Writing to Save a Life
Page 8
Louis Till pulls hard on his oar, strokes slightly out of sync with the other rowers. Same ole, lost-in-space, pay no attention to nobody or nothing Till, if you listen to Peabo tell it. Peabo sitting on a cross-plank two planks behind Louis Till’s plank, out of Louis Till’s sight, but Till doesn’t need to see him to know fat lip, mutter-mouth Peabo is muttering. Peabo’s always busy muttering, googling his one good eye to catch anybody who listens to what he mutters, somebody to nod amen. Light hangs lazy as silk above the stillish water. Crimson blush fades from the horizon and Till recolors it red as Mary’s barrel-ass behind snuggled in a red silk dress yesterday morning sashshaying at sunup from the Big House back to the quarters.
Louis Till likes music while he works. The others singing, him listening makes work go faster. But ain’t nobody ask him what he like. Boat quiet as a grave waiting for a body to be rolled in. After they damn niggers and shoo niggers out the way who ain’t in the way, clumsy boots rocking the boat and stepping on niggers’ bare toes. After they shove and damn niggers some more, same niggers spozed to catch them, pick them up if they fall in the boat or fall in the water. After all this these white men real quiet. Some business got them tongue-tied, tight-lipped this morning. White faces whiter, even the white face ruddy as a rutabaga and the white face yam colored. Not a word from the white men who stare at niggers working the oars like the niggers carrying them to market to sell.
Most the time crackers don’t give a fuck what they say in front of niggers. Your average nigger dumb as a boll weevil what they think. But ole boll weevil hear what he hear and do what he got to do. White people trying they best every day to kill boll weevil but Mr. Weevil still going strong. Till wouldn’t say this shit out loud to Peabo or Fred McMurray. More like grin it, smirk it, cough it in the middle of somebody saying something else. Till good at signifying. Wrinkle up his nose. Wink. Wag his big head huh-uh while his mouth says yes. Till’s long eyelashes droop like he’s nodding off, then one eye pop wide open. Peep up at Peabo like it’s a whole nother world inside his head nobody but him and Peabo can see.

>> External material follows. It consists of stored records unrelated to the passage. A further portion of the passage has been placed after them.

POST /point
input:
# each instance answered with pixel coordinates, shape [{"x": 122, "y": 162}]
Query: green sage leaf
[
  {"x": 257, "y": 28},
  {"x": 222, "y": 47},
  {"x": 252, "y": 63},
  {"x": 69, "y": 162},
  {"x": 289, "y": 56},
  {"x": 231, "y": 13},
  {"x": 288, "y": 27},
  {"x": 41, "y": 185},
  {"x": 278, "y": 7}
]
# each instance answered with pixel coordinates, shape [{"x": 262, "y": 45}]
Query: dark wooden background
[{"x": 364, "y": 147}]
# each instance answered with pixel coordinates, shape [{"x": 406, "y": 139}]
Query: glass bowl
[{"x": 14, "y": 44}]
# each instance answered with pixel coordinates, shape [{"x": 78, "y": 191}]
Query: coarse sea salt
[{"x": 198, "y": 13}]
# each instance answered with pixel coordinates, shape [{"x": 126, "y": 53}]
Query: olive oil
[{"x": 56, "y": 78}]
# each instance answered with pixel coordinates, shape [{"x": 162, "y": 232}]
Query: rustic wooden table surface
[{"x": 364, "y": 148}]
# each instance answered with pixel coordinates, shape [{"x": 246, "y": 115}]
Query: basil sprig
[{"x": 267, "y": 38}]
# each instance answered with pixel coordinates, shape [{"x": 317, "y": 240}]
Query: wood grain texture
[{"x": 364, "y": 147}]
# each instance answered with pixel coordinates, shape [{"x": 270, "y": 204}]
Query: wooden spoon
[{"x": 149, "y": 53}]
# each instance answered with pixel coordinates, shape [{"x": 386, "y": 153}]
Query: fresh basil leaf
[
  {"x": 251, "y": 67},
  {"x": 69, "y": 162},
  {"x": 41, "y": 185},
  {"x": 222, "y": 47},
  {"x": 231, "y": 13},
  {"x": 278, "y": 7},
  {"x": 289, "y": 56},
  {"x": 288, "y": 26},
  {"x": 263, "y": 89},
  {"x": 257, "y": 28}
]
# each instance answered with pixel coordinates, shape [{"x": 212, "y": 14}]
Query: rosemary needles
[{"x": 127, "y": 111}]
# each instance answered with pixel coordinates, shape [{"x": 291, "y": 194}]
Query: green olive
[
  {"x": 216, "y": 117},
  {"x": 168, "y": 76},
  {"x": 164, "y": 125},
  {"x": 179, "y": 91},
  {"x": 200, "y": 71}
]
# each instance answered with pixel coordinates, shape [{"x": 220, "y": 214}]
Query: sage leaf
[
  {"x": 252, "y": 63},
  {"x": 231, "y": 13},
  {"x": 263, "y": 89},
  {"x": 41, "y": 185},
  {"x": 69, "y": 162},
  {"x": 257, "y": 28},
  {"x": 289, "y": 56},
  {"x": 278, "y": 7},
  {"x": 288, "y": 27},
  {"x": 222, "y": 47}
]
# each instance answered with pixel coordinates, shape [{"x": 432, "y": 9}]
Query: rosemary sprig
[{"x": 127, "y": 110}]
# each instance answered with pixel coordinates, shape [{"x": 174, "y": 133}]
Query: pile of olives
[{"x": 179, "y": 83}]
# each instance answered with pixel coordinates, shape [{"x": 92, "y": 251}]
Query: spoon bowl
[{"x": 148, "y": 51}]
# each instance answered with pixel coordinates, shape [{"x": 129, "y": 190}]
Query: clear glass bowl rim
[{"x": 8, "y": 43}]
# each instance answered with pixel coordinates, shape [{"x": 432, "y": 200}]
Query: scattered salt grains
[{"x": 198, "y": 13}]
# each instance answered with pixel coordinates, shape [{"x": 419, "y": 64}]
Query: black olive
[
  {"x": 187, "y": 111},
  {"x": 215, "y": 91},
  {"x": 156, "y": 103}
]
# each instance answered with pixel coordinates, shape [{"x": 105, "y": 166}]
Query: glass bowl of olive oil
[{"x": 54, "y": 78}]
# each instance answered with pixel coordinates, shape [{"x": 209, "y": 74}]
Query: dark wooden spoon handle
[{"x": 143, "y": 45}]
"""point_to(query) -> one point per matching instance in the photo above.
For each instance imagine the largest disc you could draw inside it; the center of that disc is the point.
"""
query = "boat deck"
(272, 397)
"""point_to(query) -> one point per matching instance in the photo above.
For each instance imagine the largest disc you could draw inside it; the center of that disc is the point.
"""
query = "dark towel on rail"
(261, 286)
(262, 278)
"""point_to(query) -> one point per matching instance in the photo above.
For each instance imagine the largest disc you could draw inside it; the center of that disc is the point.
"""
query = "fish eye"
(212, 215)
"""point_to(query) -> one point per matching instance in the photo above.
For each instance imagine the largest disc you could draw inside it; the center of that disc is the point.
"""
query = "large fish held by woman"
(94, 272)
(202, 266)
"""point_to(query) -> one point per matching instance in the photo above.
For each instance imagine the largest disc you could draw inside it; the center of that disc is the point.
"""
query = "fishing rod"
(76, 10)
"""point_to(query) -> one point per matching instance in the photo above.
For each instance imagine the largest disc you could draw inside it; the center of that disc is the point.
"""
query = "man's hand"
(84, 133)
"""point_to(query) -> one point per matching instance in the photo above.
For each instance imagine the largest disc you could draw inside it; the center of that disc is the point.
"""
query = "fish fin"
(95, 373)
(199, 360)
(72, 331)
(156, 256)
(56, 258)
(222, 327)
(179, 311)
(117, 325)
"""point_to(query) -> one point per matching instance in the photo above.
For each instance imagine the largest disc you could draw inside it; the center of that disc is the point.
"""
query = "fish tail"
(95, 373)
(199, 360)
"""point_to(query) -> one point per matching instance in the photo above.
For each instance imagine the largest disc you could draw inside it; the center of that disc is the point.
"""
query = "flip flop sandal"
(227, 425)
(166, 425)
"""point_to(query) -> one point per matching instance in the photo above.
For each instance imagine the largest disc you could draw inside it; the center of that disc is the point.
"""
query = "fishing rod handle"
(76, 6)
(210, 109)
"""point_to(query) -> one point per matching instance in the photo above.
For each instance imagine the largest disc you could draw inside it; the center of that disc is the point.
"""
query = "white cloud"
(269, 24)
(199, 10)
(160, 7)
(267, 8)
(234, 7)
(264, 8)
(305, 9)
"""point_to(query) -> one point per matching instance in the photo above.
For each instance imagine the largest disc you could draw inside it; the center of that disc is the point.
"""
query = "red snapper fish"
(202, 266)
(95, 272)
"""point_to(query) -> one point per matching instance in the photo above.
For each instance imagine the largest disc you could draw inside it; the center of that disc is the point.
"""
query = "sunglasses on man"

Louis Till turns up his nose. Lets everybody know he’s trying not to smell the stink of stale meat inside a velvet-trimmed, gold-buttoned coat stretched tight as a sail full of wind across the wide back of the man in front of him. White man stiff as a board trying not to wobble as the boat pitches and wobbles. Till wonders do cows stink to cows. Pigs stink to pigs. Do pigs stink to cows. Cows to pigs. Stink of cow or pig say good eating to a wolf. If it’s your kind you don’t eat, ain’t no point sniffing round it. Forget about it. Row. Row this boat of white men worried stinking quiet about something.
I sit invisible in the launch. We pitch more with more open water under us. I’m next to a delegate from Georgia, our cross-plank between Peabo’s and Till’s. I’m smiling at the naked joke of the South’s precarious ride on the shoulders of slave power. Not exactly news to me, of course, but until I came across the Smithsonian article I’d never entered this moment, savored this crystal-clear image, this epiphany: slaves rowing their masters to perdition. Never shared a boat with Louis Till and his crew, with solemn emissaries from the Confederacy who want to believe they’re slick and tough enough to divide a country and put a goodly portion of it in their pockets and think nobody in Washington will holler. Stop thief.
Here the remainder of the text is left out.